Lowest Common Ancestor of a Binary Search Tree

Link: LeetCode Problem

Problem Statement

Given a binary search tree (BST), find the lowest common ancestor (LCA) of two given nodes p and q in the BST.

According to the definition of LCA on Wikipedia:

“The lowest common ancestor is defined between two nodes p and q as the lowest node in T that has both p and q as descendants (where we allow a node to be a descendant of itself).”

Examples

Example 1:

Input: root = [6,2,8,0,4,7,9,null,null,3,5], p = 2, q = 8  
Output: 6  
Explanation: The LCA of nodes 2 and 8 is 6.

Example 2:

Input: root = [6,2,8,0,4,7,9,null,null,3,5], p = 2, q = 4  
Output: 2  
Explanation: The LCA of nodes 2 and 4 is 2, since a node can be a descendant of itself.

Constraints

• The number of nodes in the tree is in the range [2, 10^5].
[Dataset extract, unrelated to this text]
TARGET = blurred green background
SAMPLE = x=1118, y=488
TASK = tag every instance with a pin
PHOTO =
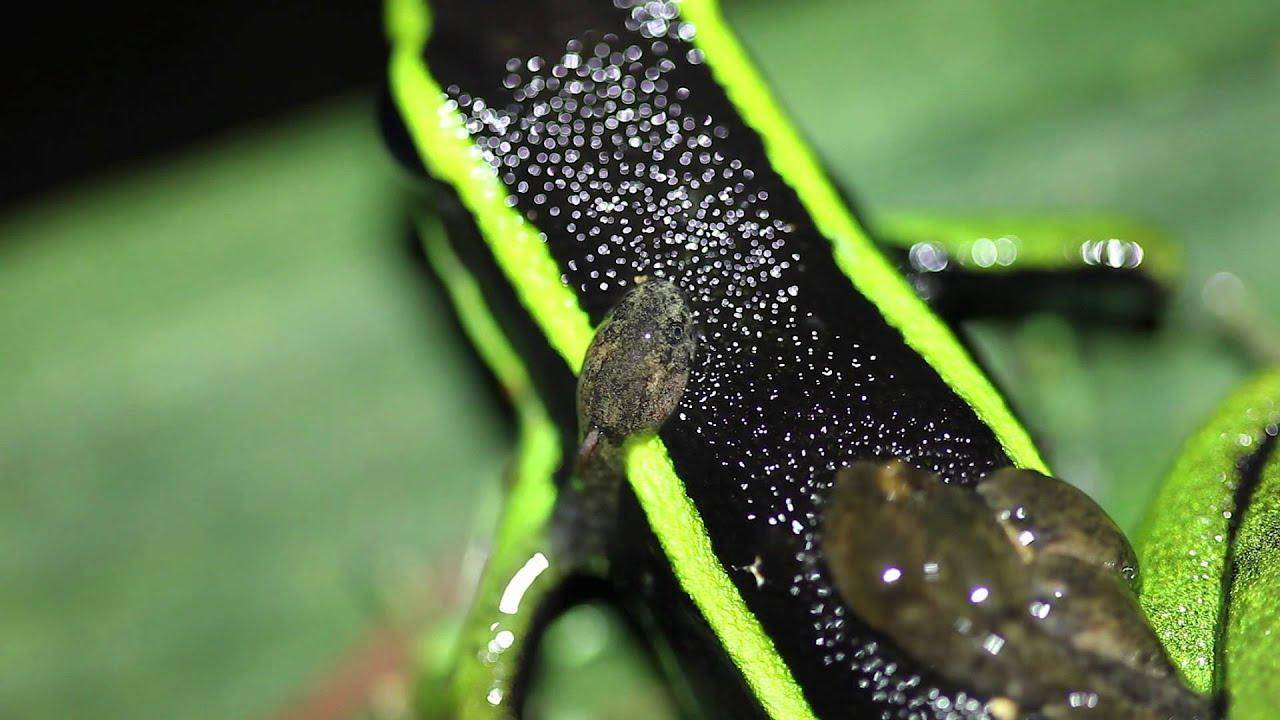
x=240, y=431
• -10^9 <= Node.val <= 10^9

• All Node.val are unique.

• p != q

• p and q will exist in the BST.

Intuition

BSTs are ordered:

• All nodes in the left subtree are < root.val

• All nodes in the right subtree are > root.val

So:

• If both p.val and q.val are less than root.val, LCA must be in left subtree

• If both p.val and q.val are greater than root.val, LCA must be in right subtree

• If one is on the left and one is on the right (or equal to root), then root is the LCA

Approach: Recursive BST Property

Java Code (Recursive)

class Solution {
    public TreeNode lowestCommonAncestor(TreeNode root, TreeNode p, TreeNode q) {
        if (root == null) return null;

        if (p.val < root.val && q.val < root.val) {
            return lowestCommonAncestor(root.left, p, q);
        } else if (p.val > root.val && q.val > root.val) {
            return lowestCommonAncestor(root.right, p, q);
        } else {
            return root;
        }
    }
}

Java Code (Iterative)

class Solution {
    public TreeNode lowestCommonAncestor(TreeNode root, TreeNode p, TreeNode q) {
        while (root != null) {
            if (p.val < root.val && q.val < root.val) {
                root = root.left;
            } else if (p.val > root.val && q.val > root.val) {
                root = root.right;
            } else {
                return root;
            }
        }
        return null;
    }
}

Time & Space Complexity

• Time Complexity: O(H)

  • H = height of the BST → O(log N) for balanced BST, O(N) for skewed.

• Space Complexity:

  • Recursive: O(H) (call stack)

  • Iterative: O(1)

Dry Run

Tree:         6
            /   \
           2     8
          / \   / \
         0   4 7   9
            / \
           3   5

p = 2, q = 8

Since 2 < 6 < 8 → LCA is 6

Conclusion

This problem is a classic example of leveraging the BST invariant to guide recursive/iterative search efficiently, making it faster than generic LCA solutions on normal binary trees.